I. South of the Border
Oliver Stone premiered his new doc, South of the Border, an admittedly biased look at South American leaders, Hugo Chavez, Evo Morales, Lula de Silva, and Castro. Although Stone admits the bias, there were some interesting information in terms of a pan South American wave of new leaders who are not beholden to American interests and have flat out said no to institutions such as the IMF.

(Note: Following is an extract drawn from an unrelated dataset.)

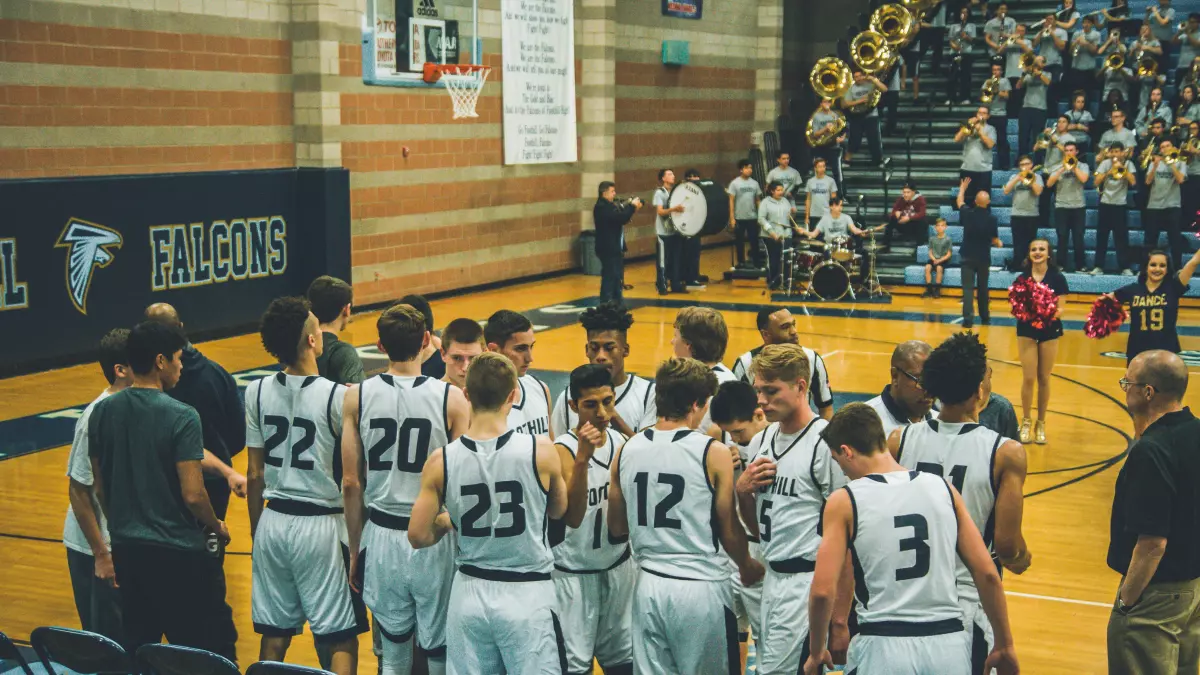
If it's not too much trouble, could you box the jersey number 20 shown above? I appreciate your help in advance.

The most interesting part was the post movie discussion, especially with a particular academic pointing out some of the flaws in the film, only to be countered by Stone and other academics. Originally shot for TV, it appears to have received strong approval and has now been picked up for wider distribution.

II. Circo
A great doc shot by a lone filmmaker about a traveling family that has a long history of a circus family and what a hard life it is. A fascinating look at a hard life, family strife, constant migration for work, and how the strong history of circuses in Mexico is changing in today's world.

III. Barbershop Punk
A really important topic, net neutrality, and a man who fought the system. Unfortunately, this doc is so poorly done that I almost walked out of the theater. Only my fascination with the topic kept me in my seat. This could have been so much more.

IV. Into Eternity
This is a very cool, and almost surreal documentary film. It deals with the fact that Finland has created a repository deep in the bedrock to store nuclear waste up to 100 000 years into the future. The filmmaker asks the question, "can you trust our future descendants", and "should we tell our grandchildren about what we've buried". The answers from those involved with the creation and functioning of the facility are absolutely fascinating when we realize that what we've created will likely affect humans so far into the future that we do not even know if they will share our concerns, language, culture, etc. How do you warn your great(X 50 000) grandchildren not to touch the stove?

V. Waste land
The best for last. This is truly one of the best documentary films I've watched in the last 5 years. A filmmaker challenges a very wealthy rags to riches Brazilian artist, Vik Muniz, to use his power for transformation. A multi year art project takes him to the largest landfill site in Rio de Janeiro where we find a union of recyclists who search the trash dumped every day from the city, picking for recyclable materials and turning them into their daily wages. The artist interviews and photographs a number of these hard scrabble workers, turns their photos into art creations with the help of those photographed using recylable materials they themselves collected, and auctions off the art pieces in places like London with the proceeds going to the individuals and the collective workers. This is one of the most inspirational documentaries about the power of art to transform I have ever seen. I CANNOT RECOMMEND THIS ENOUGH!

1 comment:

Richard Grove said...

Great suggestions. I'll be looking for these over the next few months. Esp the last one.